2. Agora que já pensastes a respeito, reflita se tens empregado tempo suficiente para descansar e readquirir as forças gastas, o ânimo perdido e a motivação necessária para continuar as atividades ordinárias. Este tempo é suficiente ou muito além do necessário?
3. Para colaborar na auto-disciplina, tem empregado um tempo determinado para os divertimentos? Escolhe um horário do dia, com começo e fim, para se aplicar em atividades de descanso, ou confia demasiadamente em seu próprio auto-controle, de modo que sempre achas que podes parar quando bem julgas?
4. Tens comprometido as suas obrigações – especialmente as orações do dia – por causa dos entretenimentos? Aplicas nele um tempo indeterminado, mas para a oração e para as outras atividades tens empregado o tempo que sobra? Tens procurado corrigir esta falha disciplinando a própria vida de oração com horários regulares para rezar, de modo que nenhuma outra atividade o prejudique?
5. Julgas que és facilmente vencido pela preguiça e pela ociosidade? Tens disciplinado as atividades, de modo que tenhas um horário para rezar e estudar e outro para descansar? Tens procurado utilizar prudentemente as diversões, ou elas se constituem como verdadeira perda de tempo, de modo que outros entretenimentos ser-te-iam mais saudáveis e produtivos?

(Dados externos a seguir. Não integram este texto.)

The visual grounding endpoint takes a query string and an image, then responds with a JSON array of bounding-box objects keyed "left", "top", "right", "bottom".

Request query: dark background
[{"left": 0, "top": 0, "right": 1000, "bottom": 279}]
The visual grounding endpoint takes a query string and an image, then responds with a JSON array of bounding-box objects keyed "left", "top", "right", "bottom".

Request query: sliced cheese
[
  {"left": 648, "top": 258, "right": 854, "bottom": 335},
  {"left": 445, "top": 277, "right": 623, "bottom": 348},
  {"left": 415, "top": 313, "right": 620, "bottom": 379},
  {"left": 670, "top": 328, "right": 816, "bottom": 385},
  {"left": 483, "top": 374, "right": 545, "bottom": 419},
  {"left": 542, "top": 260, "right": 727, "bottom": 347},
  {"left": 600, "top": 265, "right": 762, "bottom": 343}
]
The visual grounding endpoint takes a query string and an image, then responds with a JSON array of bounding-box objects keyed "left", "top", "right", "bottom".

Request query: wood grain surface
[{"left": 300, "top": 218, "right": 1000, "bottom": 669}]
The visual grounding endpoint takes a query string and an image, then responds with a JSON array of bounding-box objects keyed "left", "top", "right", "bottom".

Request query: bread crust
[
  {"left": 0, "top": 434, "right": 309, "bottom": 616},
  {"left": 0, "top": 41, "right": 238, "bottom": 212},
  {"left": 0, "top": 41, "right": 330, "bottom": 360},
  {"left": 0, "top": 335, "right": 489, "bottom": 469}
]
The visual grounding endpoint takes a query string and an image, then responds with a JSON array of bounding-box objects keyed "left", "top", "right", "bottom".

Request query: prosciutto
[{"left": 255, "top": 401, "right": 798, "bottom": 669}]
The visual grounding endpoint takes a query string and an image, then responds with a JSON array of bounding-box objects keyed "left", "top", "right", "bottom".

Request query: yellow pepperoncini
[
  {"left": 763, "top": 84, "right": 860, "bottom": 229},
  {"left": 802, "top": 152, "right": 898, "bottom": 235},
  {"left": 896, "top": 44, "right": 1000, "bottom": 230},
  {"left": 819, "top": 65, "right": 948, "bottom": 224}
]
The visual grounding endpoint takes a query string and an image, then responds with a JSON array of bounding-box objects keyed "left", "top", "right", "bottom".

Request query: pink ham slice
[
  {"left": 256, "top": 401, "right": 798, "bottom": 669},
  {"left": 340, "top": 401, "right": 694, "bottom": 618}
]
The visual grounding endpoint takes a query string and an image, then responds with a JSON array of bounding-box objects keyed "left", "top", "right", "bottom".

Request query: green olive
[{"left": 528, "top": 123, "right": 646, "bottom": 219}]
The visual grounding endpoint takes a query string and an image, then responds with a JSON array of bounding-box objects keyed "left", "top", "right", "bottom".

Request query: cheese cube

6. Tens considerado de que Deus te dá o tempo para empregá-lo na tua santificação e salvação? Consideras que esta vida é passageira, e que aqui jamais terás um repouso permanente e completo? Consideras que este mundo é um desterro, porque estás aqui para conquistar a vida eterna? Tens administrado sábia e prudentemente o tempo, ou confias que sempre haverá tempo para corrigir os teus desperdícios?